Counter({True: 79, False: 21})  # it fails 20% of the time

The print statement gives:

coef_0 =    array([ 1.43516166, -1.78826443,  0.15365526,  1.82233166, -1.6       ])
reg.coef_ = array([ 2.24022351, -1.04917851,  0.45341088,  0.80315086, -0.25726798])

Versions

System:
    python: 3.9.15 (main, Nov 15 2022, 05:24:15)  [Clang 14.0.0 (clang-1400.0.29.202)]
   machine: macOS-13.3.1-x86_64-i386-64bit

Python dependencies:
      sklearn: 1.2.2
        numpy: 1.23.5
        scipy: 1.10.1
       Cython: 0.29.33

       user_api: blas
   internal_api: openblas
         prefix: libopenblas
@glemaitre
Copy link
Member

Interestingly, I cannot reproduce:

coef_0=array([ 2.24022351, -1.04917851,  0.45341088,  0.80315086, -0.25726798])
reg.coef_=array([ 2.24022351, -1.04917851,  0.45341088,  0.80315086, -0.25726798])
System:
    python: 3.10.8 | packaged by conda-forge | (main, Nov 22 2022, 08:25:29) [Clang 14.0.6 ]
executable: /Users/glemaitre/mambaforge/envs/dev/bin/python3.10
   machine: macOS-13.2.1-arm64-arm-64bit

Python dependencies:
      sklearn: 1.3.dev0
          pip: 22.3.1
   setuptools: 65.5.1
        numpy: 1.24.2
        scipy: 1.10.1
       Cython: 0.29.33
       pandas: 1.5.3
   matplotlib: 3.7.1
       joblib: 1.3.0.dev0
threadpoolctl: 3.1.0

Built with OpenMP: True

threadpoolctl info:
       user_api: blas
   internal_api: openblas
         prefix: libopenblas
       filepath: /Users/glemaitre/mambaforge/envs/dev/lib/libopenblas.0.dylib
        version: 0.3.21
threading_layer: openmp
   architecture: VORTEX
    num_threads: 8

       user_api: openmp
   internal_api: openmp
         prefix: libomp
       filepath: /Users/glemaitre/mambaforge/envs/dev/lib/libomp.dylib
        version: None
    num_threads: 8

@glemaitre
Copy link
Member

I can reproduce it on my Linux machine through:

System:
    python: 3.10.6 | packaged by conda-forge | (main, Aug 22 2022, 20:36:39) [GCC 10.4.0]
executable: /home/glemaitre/miniconda3/envs/dev/bin/python3.10
   machine: Linux-5.19.0-35-generic-x86_64-with-glibc2.35

Python dependencies:
      sklearn: 1.3.dev0
          pip: 22.3.1
   setuptools: 65.5.1
        numpy: 1.24.2
        scipy: 1.10.1
       Cython: 0.29.33
       pandas: 1.5.1
   matplotlib: 3.6.2
       joblib: 1.3.0.dev0
threadpoolctl: 3.1.0

Built with OpenMP: True

threadpoolctl info:
       user_api: blas
   internal_api: openblas
         prefix: libopenblas
       filepath: /home/glemaitre/miniconda3/envs/dev/lib/libopenblasp-r0.3.21.so
        version: 0.3.21
threading_layer: pthreads
   architecture: Haswell
    num_threads: 8

       user_api: openmp
   internal_api: openmp
         prefix: libgomp
       filepath: /home/glemaitre/miniconda3/envs/dev/lib/libgomp.so.1.0.0
        version: None
    num_threads: 8

@glemaitre
Copy link
Member

Note that my Mac has an ARM processor.

@lorentzenchr
Copy link
Member Author

Could you try different random seeds on our MAC? I detected this bug while working on #15554 and then running SKLEARN_TESTS_GLOBAL_RANDOM_SEED="all" pytest -x sklearn/linear_model/tests/test_base.py::test_linear_regression_sample_weight_consistency.

@glemaitre
Copy link
Member

Indeed, this is an issue with the random seed.

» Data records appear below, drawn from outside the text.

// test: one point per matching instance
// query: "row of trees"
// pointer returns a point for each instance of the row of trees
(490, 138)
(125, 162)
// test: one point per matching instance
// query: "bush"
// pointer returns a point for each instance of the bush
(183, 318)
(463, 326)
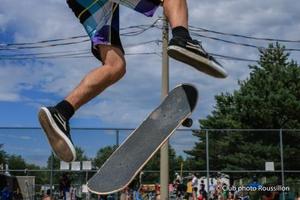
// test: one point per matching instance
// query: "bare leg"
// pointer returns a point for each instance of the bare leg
(176, 12)
(99, 79)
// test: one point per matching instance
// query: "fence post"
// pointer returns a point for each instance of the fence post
(117, 137)
(51, 174)
(207, 162)
(282, 162)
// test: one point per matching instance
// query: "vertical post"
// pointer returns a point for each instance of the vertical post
(207, 162)
(51, 174)
(164, 152)
(282, 162)
(117, 137)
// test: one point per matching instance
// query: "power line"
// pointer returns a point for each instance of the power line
(236, 43)
(14, 46)
(194, 28)
(59, 53)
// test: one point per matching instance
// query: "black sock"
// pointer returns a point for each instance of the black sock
(181, 32)
(65, 109)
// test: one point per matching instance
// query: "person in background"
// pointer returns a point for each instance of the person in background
(195, 186)
(64, 186)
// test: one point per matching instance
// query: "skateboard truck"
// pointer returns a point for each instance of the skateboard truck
(188, 122)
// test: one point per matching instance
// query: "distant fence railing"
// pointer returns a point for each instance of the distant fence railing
(279, 145)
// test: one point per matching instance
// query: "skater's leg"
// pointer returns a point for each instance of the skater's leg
(182, 47)
(176, 12)
(99, 79)
(55, 120)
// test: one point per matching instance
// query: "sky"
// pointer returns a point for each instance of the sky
(27, 84)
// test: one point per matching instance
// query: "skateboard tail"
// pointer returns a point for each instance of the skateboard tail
(138, 171)
(183, 95)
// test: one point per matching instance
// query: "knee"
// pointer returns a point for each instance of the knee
(117, 69)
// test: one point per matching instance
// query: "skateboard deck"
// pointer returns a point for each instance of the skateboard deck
(140, 146)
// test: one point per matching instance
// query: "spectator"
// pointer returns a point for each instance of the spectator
(6, 193)
(211, 189)
(47, 196)
(195, 186)
(202, 190)
(189, 190)
(64, 186)
(254, 184)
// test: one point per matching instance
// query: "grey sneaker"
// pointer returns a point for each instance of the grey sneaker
(57, 131)
(192, 53)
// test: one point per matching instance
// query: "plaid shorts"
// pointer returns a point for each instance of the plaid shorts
(100, 18)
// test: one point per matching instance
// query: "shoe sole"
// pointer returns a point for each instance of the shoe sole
(200, 63)
(60, 143)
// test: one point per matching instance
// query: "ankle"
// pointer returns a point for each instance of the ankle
(65, 109)
(181, 32)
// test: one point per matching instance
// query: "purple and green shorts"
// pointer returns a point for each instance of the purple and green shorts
(100, 18)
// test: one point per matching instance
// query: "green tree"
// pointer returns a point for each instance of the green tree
(3, 155)
(268, 99)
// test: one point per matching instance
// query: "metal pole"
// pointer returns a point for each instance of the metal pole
(164, 152)
(282, 162)
(207, 162)
(51, 174)
(117, 138)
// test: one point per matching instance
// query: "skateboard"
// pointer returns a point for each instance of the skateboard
(140, 146)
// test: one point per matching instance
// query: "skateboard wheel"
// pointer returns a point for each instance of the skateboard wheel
(188, 122)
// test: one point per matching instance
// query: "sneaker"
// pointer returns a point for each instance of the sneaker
(192, 53)
(57, 131)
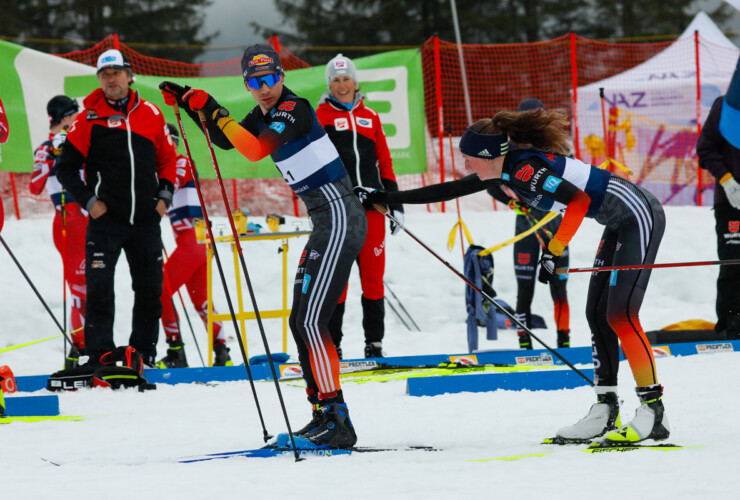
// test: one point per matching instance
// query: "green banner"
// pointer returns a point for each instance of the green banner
(392, 83)
(18, 146)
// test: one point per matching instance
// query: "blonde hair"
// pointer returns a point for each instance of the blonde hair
(541, 129)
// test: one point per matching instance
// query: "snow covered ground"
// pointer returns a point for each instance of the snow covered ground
(126, 445)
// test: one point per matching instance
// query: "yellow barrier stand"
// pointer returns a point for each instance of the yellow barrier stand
(243, 315)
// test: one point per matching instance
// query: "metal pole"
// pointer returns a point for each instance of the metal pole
(461, 57)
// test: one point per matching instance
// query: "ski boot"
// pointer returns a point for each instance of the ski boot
(374, 350)
(563, 338)
(650, 421)
(175, 357)
(335, 430)
(317, 417)
(222, 355)
(602, 418)
(525, 341)
(73, 358)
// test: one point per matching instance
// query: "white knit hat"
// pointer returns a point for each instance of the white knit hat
(340, 65)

In both configs, it fails 20% of the time.

@glemaitre
Copy link
Member

@lorentzenchr Does it mean that the scipy.linalg.lstsq is not stable and could be related to what @ogrisel experimented in #22855 (comment)?

@lorentzenchr
Copy link
Member Author

lorentzenchr commented Apr 14, 2023

Does it mean that the scipy.linalg.lstsq is not stable

I don't know. If so, we should report to scipy.
It could also be due to our handling of intercept and sample weights.

@ogrisel
Copy link
Member

ogrisel commented Apr 14, 2023

I confirm it also works on my M1 mac (similar versions for the dependencies and openblas).

@lorentzenchr can you reproduce the problem with Ridge(alpha=0) and various solvers on your linux machine? If it works with solver="lsqr" that would be one more reason to use lsqr as the default solver for LinearRegression.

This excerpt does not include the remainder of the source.